PARIS (Reuters) - The black-clad gunmen who stormed the Paris office of satirical weekly Charlie Hebdo on Wednesday spoke perfect French and acted like trained Islamist commandos, shooting victims in an apparently well-prepared attack.
While police have yet to catch or identify the attackers or explain their motives, amateur video shows at least one shouting “Allahu Akbar”, Arabic for “God is Greatest”, after the attack and saying they had “avenged the Prophet Mohammad”.
A witness inside the building told French media that one attacker had identified himself to her as a member of al Qaeda.
Terrorism experts said the hooded gunmen, who wore matching jumpsuits with ammunition belts and carried Kalashnikov assault rifles, appeared to have carried out their attack methodically.
“I was struck not only by their cold-blooded calm but also the professional way that they made their getaway, taking the time to finish off a wounded policeman,” said Jean-Louis Bruguiere, a former top anti-terrorism investigative magistrate.
Charlie Hebdo’s office had been under police protection since it was firebombed in 2011 after publishing drawings mocking the Prophet Mohammad.
“Clearly there was a reconnaissance operation beforehand,” Anne Giudicelli, founder of the TERR(o)RISC security consultancy told Reuters. “They found a chink in the security arrangement and chose a method guaranteeing success.”
Islamist groups have posted videos in recent weeks warning France of imminent attacks over its participation in the U.S.-led bombing campaign against Islamic State militants in Iraq.
The attack began shortly after 11.30 a.m. (1030 GMT) when two gunmen forced their way into the building in eastern Paris.
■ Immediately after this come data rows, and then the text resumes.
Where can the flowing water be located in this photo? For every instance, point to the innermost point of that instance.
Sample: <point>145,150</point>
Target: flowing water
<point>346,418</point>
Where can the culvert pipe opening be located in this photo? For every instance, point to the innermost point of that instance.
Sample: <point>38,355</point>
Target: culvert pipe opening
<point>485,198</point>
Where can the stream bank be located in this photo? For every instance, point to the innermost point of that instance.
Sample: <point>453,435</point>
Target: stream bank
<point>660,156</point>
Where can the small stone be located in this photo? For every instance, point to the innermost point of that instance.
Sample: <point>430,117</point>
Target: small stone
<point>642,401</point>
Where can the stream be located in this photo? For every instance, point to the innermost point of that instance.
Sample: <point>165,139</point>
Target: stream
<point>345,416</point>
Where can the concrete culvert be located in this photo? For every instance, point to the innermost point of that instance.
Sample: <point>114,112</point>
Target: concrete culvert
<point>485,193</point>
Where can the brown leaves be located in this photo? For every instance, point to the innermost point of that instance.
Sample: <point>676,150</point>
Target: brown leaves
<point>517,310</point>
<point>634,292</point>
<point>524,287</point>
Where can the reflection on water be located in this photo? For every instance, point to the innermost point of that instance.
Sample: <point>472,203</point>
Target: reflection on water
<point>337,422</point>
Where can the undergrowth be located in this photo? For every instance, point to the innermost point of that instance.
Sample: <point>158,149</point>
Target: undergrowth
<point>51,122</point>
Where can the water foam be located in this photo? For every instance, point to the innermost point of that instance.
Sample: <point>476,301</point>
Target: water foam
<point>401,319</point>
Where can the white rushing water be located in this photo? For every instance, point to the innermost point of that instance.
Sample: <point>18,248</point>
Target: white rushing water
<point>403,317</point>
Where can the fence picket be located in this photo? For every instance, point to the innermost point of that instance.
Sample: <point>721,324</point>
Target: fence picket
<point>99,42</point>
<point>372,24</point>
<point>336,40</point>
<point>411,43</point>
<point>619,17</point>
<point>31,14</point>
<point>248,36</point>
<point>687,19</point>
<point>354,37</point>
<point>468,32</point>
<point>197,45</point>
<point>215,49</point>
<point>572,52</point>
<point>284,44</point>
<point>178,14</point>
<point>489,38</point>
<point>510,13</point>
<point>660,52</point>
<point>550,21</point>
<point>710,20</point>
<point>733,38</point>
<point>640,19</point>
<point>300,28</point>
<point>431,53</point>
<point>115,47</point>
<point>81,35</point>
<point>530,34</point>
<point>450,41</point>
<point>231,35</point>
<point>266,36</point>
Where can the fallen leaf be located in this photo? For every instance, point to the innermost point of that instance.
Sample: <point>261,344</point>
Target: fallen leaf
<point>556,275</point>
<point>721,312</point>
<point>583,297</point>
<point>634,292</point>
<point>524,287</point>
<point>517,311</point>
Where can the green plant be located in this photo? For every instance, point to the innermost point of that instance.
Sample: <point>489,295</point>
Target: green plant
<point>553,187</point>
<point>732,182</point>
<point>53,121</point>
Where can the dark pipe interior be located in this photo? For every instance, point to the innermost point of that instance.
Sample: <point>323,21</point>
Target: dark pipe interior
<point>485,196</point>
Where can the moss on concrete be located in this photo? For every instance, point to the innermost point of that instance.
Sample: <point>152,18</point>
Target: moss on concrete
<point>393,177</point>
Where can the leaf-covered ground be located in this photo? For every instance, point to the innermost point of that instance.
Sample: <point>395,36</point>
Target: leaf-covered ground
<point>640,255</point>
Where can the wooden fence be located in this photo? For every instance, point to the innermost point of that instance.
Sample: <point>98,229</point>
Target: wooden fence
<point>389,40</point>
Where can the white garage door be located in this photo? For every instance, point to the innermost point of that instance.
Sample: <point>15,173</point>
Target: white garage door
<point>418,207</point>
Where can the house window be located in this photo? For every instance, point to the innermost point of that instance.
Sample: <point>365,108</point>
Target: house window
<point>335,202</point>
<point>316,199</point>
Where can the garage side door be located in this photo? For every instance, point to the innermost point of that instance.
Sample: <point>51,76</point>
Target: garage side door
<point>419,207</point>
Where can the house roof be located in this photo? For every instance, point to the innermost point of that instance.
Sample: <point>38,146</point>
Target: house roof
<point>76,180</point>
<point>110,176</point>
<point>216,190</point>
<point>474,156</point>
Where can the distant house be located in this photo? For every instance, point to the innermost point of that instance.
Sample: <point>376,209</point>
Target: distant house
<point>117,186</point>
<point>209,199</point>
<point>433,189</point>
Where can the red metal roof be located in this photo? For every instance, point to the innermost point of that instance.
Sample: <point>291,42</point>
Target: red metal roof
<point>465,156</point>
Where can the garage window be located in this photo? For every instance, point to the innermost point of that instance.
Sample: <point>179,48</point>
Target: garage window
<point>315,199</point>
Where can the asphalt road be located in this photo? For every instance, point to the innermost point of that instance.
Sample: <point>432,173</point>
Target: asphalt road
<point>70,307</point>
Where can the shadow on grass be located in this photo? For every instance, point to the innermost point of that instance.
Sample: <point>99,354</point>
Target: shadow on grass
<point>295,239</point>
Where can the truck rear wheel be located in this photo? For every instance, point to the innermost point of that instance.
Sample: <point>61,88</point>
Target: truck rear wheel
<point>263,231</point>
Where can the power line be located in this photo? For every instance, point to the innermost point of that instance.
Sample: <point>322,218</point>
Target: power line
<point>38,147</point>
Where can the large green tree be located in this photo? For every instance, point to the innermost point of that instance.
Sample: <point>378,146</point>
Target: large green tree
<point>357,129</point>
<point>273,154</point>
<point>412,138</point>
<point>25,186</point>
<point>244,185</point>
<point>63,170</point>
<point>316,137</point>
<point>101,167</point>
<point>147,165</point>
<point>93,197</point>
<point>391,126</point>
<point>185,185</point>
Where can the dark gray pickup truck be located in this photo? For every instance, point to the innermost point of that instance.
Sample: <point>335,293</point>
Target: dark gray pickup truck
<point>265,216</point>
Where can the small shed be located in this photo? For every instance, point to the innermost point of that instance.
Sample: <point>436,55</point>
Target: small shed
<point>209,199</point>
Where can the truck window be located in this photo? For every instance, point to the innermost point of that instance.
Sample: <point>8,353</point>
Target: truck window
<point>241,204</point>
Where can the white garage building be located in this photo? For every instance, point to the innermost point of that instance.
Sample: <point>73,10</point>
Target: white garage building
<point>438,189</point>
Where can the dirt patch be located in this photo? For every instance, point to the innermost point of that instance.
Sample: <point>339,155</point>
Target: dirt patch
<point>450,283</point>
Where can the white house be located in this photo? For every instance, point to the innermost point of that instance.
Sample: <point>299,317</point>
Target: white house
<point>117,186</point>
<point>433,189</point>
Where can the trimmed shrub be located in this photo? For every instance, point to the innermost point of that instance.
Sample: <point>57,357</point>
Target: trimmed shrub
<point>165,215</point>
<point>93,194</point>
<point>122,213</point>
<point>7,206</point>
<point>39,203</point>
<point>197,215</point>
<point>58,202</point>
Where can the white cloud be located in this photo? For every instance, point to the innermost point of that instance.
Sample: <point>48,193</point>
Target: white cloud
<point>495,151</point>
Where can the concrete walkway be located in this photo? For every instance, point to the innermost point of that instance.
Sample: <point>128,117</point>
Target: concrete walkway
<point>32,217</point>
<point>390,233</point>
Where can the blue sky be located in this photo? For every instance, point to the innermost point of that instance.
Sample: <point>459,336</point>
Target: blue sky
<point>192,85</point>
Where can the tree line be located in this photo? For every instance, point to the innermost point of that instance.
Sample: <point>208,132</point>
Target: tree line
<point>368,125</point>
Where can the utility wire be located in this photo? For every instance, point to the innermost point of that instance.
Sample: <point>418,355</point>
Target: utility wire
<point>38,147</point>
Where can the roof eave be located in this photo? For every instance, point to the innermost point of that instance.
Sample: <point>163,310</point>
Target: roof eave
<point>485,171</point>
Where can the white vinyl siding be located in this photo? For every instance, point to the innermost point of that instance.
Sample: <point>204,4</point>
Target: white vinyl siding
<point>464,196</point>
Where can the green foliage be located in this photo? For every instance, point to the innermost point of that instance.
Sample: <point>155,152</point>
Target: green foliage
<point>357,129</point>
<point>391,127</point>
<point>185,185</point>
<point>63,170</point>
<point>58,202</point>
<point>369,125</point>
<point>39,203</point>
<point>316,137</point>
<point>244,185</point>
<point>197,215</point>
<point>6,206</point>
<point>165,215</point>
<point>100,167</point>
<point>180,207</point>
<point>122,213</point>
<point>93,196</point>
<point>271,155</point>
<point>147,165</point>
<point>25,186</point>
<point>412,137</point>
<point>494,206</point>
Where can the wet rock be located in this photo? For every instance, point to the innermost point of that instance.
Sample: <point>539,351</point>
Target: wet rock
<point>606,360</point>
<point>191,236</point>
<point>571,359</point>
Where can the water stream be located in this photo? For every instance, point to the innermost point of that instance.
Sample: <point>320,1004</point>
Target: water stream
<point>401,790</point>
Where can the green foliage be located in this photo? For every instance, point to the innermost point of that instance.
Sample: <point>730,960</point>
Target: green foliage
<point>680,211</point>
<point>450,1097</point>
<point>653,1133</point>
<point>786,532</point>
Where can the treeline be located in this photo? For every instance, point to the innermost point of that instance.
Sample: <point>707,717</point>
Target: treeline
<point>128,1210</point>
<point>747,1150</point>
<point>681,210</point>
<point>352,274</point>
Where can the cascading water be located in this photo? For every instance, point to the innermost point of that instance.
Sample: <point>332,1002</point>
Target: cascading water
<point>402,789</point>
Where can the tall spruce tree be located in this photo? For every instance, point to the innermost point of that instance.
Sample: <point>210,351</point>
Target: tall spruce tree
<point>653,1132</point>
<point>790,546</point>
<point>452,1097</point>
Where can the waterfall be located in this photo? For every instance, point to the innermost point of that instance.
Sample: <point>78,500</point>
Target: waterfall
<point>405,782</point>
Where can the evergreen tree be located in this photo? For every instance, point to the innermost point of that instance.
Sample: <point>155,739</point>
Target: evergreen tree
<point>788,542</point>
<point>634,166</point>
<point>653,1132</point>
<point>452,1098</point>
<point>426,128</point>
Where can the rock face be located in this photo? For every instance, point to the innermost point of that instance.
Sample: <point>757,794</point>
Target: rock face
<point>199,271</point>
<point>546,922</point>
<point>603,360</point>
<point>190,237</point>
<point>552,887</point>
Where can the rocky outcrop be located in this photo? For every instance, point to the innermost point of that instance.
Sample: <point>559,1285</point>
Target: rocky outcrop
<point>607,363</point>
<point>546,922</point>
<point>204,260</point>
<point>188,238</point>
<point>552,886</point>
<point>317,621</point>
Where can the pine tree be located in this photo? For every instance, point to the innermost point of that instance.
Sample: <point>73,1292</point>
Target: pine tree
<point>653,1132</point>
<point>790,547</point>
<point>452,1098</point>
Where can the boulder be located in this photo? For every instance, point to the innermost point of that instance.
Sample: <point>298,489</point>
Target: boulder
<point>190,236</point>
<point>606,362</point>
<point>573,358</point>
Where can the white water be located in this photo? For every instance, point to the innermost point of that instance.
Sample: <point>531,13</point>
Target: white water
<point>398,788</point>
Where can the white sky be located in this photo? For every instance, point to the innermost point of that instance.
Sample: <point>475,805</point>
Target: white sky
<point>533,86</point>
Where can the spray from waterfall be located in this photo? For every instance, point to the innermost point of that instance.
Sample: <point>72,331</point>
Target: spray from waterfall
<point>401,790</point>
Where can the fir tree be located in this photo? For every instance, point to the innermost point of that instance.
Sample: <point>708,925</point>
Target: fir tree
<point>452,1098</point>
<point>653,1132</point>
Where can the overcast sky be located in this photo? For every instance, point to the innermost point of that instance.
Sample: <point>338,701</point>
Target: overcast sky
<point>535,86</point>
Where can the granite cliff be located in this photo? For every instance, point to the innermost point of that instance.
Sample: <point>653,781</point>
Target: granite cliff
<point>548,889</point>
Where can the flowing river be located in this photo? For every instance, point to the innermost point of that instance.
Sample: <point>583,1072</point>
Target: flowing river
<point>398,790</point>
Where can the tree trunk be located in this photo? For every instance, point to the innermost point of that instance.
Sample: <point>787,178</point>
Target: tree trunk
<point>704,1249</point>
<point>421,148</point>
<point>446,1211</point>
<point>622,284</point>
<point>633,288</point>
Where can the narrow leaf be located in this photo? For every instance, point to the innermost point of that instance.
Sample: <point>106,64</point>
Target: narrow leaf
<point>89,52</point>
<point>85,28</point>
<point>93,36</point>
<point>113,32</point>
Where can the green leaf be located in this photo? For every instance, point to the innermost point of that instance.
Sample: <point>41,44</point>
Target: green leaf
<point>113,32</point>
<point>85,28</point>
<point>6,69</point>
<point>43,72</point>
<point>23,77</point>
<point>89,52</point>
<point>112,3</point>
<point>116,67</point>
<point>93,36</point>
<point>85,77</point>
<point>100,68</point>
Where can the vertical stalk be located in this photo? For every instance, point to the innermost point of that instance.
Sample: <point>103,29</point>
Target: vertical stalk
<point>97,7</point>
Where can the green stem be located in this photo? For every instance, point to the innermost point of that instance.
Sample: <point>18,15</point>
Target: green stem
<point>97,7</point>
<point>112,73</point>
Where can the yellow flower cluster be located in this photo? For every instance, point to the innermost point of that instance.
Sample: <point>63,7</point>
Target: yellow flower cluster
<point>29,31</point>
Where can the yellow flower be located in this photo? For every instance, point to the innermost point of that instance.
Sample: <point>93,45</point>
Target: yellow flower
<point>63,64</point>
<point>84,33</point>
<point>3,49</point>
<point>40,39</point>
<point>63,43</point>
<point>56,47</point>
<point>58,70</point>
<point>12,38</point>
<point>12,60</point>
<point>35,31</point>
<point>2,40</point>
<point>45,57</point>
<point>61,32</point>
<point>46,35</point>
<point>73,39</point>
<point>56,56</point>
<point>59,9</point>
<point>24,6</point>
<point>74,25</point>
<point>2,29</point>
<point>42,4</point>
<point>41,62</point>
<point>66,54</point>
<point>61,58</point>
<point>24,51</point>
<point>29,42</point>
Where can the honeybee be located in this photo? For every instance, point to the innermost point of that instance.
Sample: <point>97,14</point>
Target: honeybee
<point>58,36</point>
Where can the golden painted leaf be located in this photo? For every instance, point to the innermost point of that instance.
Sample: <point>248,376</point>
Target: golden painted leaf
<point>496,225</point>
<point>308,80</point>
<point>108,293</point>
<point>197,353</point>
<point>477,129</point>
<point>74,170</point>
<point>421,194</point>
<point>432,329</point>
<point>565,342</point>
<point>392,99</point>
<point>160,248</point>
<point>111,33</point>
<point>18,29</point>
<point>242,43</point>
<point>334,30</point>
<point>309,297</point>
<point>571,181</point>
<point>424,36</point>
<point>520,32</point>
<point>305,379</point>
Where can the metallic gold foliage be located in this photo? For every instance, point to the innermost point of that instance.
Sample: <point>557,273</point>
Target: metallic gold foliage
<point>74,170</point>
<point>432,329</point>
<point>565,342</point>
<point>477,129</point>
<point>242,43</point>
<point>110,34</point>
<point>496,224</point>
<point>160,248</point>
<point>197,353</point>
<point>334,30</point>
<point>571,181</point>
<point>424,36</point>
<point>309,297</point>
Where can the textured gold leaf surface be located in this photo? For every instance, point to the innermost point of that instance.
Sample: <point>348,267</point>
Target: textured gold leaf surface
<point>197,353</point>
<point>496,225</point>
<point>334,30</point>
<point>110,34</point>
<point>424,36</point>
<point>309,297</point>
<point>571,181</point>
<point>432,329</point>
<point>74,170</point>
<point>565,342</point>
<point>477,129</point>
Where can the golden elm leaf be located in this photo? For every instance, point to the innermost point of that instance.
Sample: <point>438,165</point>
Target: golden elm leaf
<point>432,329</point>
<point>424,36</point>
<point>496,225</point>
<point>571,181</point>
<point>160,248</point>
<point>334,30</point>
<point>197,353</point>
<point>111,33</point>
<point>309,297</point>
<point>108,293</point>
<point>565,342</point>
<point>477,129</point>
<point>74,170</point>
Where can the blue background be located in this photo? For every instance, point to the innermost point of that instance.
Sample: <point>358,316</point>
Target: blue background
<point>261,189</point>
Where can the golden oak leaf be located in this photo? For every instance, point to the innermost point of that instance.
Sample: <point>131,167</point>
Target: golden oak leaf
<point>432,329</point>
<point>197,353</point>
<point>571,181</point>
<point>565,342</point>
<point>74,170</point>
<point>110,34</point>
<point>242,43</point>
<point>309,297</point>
They shot a technician at the reception desk, then opened fire on journalists gathered for a weekly news planning meeting, witnesses said.
The men accosted illustrator Corinne Rey on the ground floor, ordering her to enter a code to open the door to Charlie Hebdo’s office. “They said they belonged to al Qaeda,” Rey said, adding they had spoken in clear French.
In an attack lasting about five minutes the gunmen - who also carried a pump-action shotgun, according to a police trade union official - shot dead a police officer posted inside the office as well as eight journalists.
The victims included three cartoonists well known by their pen-names of Cabu, Wolinski and Charb, who was the publication’s editor. Economist Bernard Maris, a columnist, was one of two visitors at the office who died.
Rey, who hid under a table during the carnage, said the gunmen called out some of their victims’ names.
According to Paris prosecutor Francois Molins, 11 more people were injured, of whom four remain in critical condition.
“All the victims were on the ground or sitting and those seriously injured were trying their best to breathe,” emergency worker Patrick Hertgen said. “Many had been executed. Most had wounds to the head or torso.”
After fleeing into the street, the gunmen exchanged fire with officers in the first police car to respond to emergency calls and with two policemen on mountain bikes before firing repeatedly at a second patrol car.
“What was striking was the closely-grouped bullet holes in the windshield, which shows they (the gunmen) were in control of their weapons and of their emotions,” Rene-Georges Querry, former head of a police anti-terror unit, told BFM TV.
Amateur video filmed from a nearby rooftop showed a gunman walking up to a wounded policeman, who had staggered from the car to a nearby sidewalk, and shooting him dead point-blank.
The gunmen drove off toward northeastern Paris. They collided with a motorist before abandoning their car on a busy square and hijacking another vehicle as they escaped into the northern suburbs.
Although only two gunmen were visible on the videos at the crime scene, the motorist said there were three attackers.
Authorities have put the country on a “scarlet” terror alert, which means that an attack is imminent.
While the gunmen’s faces remained concealed throughout the attack, police recovered numerous shell casings at the scene as well as a glove that could yield DNA forensic evidence helping to identify the wearer.